Взяв записку, Бералек удалился.
Кожоль попрощался с умершей и тоже вышел.
Аббат сидел в приемной у Фуше, когда заметил Ивона Бералека, входящего в здание префектуры.
— Гражданин министр, вы позволите переговорить мне с моим человеком?
— Сделайте одолжение, аббат, сделайте одолжение! Может быть, этот молодой человек скажет что-нибудь о семи миллионах! — отвечал Фуше смеясь.
Бералек не мог сообщить при Фуше все подробности, так что он ограничился тем, что прошептал:
— Мы узнали, где лежит сокровище! Кожоль побежал выкапывать его. Я сейчас присоединюсь к Кожолю.
— Нет, шевалье. Ваша помощь понадобится здесь. Вокруг дома бродит много наших, ступайте к ним.
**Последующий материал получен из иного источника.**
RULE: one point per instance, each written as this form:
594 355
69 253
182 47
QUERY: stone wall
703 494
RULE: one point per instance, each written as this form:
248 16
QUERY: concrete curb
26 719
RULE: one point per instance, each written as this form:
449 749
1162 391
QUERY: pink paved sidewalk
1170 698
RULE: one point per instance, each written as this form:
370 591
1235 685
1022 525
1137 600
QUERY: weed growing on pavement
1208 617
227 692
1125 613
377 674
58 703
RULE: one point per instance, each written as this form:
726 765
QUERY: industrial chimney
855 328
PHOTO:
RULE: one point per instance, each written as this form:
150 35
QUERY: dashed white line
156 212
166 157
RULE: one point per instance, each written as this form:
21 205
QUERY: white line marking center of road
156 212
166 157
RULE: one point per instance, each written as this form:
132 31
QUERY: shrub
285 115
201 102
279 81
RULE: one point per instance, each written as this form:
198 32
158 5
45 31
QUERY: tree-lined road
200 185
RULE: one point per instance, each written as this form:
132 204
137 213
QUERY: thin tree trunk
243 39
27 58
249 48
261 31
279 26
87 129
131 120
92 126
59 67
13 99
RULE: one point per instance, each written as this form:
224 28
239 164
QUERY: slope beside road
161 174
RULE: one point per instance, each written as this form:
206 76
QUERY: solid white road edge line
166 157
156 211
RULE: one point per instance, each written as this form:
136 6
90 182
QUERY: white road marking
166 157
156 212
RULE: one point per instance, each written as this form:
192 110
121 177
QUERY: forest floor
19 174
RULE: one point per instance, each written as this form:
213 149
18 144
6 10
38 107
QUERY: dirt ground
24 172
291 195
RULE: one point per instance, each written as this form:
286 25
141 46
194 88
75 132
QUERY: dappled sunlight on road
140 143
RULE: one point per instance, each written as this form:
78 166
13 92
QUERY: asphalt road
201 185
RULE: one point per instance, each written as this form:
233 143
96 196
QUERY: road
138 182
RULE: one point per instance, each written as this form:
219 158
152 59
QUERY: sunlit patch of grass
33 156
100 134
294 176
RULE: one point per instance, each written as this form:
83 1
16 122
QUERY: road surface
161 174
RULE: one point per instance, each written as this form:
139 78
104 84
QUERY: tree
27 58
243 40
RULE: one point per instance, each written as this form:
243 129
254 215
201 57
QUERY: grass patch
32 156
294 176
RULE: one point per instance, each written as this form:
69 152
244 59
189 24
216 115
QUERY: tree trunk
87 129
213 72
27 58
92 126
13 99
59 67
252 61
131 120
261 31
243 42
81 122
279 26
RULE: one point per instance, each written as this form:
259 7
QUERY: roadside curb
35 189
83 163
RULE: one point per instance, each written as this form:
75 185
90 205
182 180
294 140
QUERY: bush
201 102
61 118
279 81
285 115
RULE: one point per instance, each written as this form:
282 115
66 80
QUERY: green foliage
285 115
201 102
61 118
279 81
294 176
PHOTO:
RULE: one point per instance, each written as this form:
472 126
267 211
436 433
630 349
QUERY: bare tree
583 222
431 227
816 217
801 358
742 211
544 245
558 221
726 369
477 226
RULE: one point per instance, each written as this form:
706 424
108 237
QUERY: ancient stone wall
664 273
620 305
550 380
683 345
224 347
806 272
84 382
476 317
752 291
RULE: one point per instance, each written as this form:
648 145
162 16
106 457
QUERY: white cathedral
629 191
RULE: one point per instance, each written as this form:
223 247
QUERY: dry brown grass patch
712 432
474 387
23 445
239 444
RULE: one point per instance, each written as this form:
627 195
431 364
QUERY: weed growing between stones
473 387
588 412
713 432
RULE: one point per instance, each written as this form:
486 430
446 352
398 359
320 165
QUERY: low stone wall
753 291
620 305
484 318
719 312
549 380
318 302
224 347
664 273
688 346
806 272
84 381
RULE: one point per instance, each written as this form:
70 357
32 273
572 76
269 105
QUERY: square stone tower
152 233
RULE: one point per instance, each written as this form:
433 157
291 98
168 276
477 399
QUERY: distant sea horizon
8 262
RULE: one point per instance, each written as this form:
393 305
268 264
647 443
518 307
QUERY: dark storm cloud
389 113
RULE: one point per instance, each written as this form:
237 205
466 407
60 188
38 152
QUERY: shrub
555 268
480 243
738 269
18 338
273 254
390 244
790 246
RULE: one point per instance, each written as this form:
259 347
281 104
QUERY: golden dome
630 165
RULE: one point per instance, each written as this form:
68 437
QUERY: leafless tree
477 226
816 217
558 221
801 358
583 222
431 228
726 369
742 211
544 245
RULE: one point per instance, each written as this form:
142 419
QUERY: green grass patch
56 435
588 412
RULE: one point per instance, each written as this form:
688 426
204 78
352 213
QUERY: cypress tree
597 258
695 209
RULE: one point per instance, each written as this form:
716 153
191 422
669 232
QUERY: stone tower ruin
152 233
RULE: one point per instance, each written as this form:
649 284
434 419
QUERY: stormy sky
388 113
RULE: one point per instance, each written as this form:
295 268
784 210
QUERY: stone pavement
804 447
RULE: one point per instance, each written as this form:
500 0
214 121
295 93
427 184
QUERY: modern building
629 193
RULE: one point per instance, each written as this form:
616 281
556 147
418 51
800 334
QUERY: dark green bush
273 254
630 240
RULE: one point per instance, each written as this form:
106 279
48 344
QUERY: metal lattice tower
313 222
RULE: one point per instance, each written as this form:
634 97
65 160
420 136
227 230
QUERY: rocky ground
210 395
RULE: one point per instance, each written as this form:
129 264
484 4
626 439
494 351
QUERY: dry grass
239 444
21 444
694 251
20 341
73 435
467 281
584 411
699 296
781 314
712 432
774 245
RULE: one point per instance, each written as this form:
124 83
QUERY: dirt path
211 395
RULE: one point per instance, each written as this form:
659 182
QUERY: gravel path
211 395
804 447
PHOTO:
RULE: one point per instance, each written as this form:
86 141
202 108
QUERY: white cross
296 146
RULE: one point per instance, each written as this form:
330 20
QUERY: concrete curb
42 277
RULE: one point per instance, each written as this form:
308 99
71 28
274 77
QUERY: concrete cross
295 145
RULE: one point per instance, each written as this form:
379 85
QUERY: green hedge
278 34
Предупредите только Кожоля, где найти меня!
Ивон удалился…
— Итак, гражданин министр, мы можем возобновить наш разговор…
— Так решено, что наш человек стоит бесспорно семь миллионов?
— Да, решено!
— В какую минуту он будет стоить этой суммы?
— Как только он остановит полет триумфатора…
Аббат подошел к окну и окликнул Бералека, которого мучило предчувствие какого-то несчастья.
— Нет известий о Кожоле?
— Никаких. Я послал за ним Сен-Режана, но и того еще нет.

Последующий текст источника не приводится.